Sunday, December 31, 2006

Batting cleanup in a bloody mess

The Boston Globe has a long feature on the 399th Combat Support Hospital. Their work is now saving the lives of 90% of all US troops who reach them alive. They also work on any Iraqi brought into their facilities. And their facilities are close enough to the bad guys to come under attack from mortars and even a ground assault. And day after day they do their job, whenever the call comes.
The mass casualty call to action is the most dreaded in combat medicine. For sheer heart-cracking urgency, its only rival is the siren blare that warns of imminent incoming shellfire or rockets. Since arriving in Iraq in early October, the doctors, nurses, medics, and techs of the 399th Combat Support Hospital, a Massachusetts-based Army Reserve unit, have become intimately familiar with both signals.

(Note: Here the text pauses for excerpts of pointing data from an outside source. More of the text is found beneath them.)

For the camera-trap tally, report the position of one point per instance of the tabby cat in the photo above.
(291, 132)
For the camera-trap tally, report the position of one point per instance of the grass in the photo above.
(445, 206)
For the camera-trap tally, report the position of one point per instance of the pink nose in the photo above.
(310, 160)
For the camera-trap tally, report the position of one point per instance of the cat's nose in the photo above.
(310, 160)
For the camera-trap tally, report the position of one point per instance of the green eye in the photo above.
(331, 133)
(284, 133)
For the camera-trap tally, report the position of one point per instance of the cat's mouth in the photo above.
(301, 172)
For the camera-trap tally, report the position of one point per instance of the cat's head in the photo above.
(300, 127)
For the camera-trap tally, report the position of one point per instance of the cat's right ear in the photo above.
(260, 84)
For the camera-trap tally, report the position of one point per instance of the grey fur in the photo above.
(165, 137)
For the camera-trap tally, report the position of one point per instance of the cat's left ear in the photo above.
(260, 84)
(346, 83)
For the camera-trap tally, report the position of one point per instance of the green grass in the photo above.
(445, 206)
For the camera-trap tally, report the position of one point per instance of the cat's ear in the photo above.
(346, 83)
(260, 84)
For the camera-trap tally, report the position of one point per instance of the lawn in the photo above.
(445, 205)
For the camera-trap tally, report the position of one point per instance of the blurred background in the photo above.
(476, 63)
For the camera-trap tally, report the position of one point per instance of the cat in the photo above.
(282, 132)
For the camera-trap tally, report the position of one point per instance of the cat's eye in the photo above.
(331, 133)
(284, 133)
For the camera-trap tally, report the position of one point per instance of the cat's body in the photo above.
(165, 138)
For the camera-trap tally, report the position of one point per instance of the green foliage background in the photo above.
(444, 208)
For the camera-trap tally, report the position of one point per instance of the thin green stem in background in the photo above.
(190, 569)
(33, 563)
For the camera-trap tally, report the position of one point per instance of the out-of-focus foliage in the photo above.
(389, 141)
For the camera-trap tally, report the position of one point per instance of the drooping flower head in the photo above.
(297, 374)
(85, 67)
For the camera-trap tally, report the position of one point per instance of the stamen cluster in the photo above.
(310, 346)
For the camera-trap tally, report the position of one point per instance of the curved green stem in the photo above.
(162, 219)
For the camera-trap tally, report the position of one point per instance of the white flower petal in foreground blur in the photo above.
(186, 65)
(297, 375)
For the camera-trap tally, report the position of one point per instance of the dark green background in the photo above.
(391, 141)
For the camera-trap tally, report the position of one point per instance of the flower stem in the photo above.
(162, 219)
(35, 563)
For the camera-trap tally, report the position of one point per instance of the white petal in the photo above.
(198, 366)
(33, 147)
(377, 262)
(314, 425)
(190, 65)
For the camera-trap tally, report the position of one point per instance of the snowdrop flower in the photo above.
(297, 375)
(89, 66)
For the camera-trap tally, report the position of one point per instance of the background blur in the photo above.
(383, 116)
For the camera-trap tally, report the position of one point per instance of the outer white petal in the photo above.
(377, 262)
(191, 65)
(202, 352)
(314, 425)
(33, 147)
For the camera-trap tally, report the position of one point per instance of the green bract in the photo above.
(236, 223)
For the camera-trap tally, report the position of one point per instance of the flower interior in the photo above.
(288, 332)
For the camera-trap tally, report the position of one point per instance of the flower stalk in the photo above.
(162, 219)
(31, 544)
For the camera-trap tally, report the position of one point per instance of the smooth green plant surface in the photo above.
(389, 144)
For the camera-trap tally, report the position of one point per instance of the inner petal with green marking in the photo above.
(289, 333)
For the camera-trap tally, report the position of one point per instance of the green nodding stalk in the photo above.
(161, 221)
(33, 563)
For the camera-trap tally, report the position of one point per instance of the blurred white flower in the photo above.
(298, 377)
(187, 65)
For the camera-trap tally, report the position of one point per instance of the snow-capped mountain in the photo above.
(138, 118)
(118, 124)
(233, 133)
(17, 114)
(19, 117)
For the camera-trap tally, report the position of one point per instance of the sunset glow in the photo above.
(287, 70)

They've handled scores of hideously wounded casualties so fresh from the battlefield that the stench of explosive still clings to skin and red-hot fragments of shrapnel sizzle and pop in torn flesh. And they've scrambled for cover behind sandbags or into concrete bunkers to the soul-jarring whump of mortar rounds "walking" the compound, and the rip-roar of automatic weapons at the far perimeter wire.

"You listen for sounds like you've never listened in your life," said Captain Kathy Ryland, 42, a trauma nurse from Camas, Wash. "You learn fast to recognize the difference between a shell blast that's too near and one that's too far away to matter. You live by speed because you can die by slow. That's true for saving our patients. That's true for saving ourselves."

They've treated young American soldiers punctured by bullets. They've treated the insurgents who pulled the triggers. They've treated Iraqi police cut down by roadside bombs. They've treated school kids blown up for what's become the cardinal sin in this suffering land -- being in the wrong place at the wrong time.
And they and others like them still have to do this job because Our Dear Leader is still dithering about how to avoid admitting he was wrong, dead wrong in everything he did in Iraq. Perhaps he might want to consider this quote from Colonel Joseph Blansfield, the 399th's chief registered nurse.
"Heard about the glory of war? You're looking at it. This is the ground truth."